Sangoma Technologies

Sangoma Technologies, operating under aliases including Asterisk FreePBX and FreePBX, develops and maintains open-source telephony software focused on Voice over Internet Protocol (VoIP) solutions. The organization’s core product, FreePBX, serves as a widely adopted phone system management platform enabling businesses to configure and control communications infrastructure. This software supports call routing, voicemail, conferencing, and integration with SIP trunking services, primarily targeting enterprises requiring scalable telephony systems. Headquartered in Canada, the company’s technology facilitates voice and data communications for organizations across multiple sectors globally. Its solutions are distributed as both on-premises deployments and cloud-based services, emphasizing flexibility for diverse operational environments.

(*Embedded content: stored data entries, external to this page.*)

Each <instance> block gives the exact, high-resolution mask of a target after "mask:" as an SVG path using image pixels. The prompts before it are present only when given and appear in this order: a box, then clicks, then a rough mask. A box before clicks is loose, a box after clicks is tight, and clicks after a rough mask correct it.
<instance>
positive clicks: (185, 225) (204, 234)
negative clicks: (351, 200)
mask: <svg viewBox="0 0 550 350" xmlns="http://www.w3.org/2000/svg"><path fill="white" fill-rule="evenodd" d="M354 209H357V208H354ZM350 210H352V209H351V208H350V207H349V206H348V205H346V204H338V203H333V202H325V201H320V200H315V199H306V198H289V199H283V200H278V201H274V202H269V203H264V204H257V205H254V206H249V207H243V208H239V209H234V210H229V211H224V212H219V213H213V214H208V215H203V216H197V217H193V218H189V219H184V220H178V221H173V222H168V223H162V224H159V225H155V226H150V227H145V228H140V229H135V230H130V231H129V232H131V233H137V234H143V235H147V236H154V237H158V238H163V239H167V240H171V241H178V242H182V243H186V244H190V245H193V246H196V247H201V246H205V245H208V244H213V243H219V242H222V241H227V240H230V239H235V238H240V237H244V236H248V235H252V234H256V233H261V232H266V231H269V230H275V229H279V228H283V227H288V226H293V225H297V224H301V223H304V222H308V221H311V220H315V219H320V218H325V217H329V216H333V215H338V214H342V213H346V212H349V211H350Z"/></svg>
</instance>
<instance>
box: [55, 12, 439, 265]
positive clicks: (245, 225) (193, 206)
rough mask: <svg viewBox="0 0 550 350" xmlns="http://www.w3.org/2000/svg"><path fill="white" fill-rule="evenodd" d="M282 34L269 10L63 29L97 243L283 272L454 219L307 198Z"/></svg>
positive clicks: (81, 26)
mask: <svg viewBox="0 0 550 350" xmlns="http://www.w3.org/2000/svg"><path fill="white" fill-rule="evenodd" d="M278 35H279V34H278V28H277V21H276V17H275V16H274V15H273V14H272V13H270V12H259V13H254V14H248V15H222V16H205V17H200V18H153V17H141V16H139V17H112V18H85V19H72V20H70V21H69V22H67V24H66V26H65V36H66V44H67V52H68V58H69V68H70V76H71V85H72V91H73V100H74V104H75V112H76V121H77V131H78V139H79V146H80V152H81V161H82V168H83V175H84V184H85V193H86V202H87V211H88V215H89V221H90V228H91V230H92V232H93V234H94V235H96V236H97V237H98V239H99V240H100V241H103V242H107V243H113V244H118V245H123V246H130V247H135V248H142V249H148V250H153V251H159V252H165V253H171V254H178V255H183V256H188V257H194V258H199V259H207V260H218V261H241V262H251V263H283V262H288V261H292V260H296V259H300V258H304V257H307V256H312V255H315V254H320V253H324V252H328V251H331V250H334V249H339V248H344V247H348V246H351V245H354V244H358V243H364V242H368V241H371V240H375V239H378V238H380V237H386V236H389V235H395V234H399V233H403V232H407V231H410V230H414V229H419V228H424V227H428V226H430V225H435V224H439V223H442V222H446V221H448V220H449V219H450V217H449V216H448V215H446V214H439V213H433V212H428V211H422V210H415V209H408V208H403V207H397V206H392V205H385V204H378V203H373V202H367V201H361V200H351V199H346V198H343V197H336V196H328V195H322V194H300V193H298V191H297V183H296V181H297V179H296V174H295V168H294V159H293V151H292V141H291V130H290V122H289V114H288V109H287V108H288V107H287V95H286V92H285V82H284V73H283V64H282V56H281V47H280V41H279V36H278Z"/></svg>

The organization’s prominence in VoIP infrastructure is evidenced by its recurrent targeting in high-impact cybersecurity incidents. A 2018 campaign exploited vulnerabilities in its software to deploy web shells, enabling surveillance and call spoofing against hundreds of entities, though patches were released before public disclosure. Sangoma’s 2020 Conti ransomware incident further underscored its operational scale, with attackers exfiltrating 26GB of internal financial, legal, and employee data without compromising customer systems. These events reflect the company’s dual role as a developer of critical telecommunications software and a high-value target for advanced threat actors. Structural linkages between Sangoma and the FreePBX project position it as a central maintainer of open-source telephony tools, with incident responses demonstrating segmented protections for customer assets despite corporate network breaches.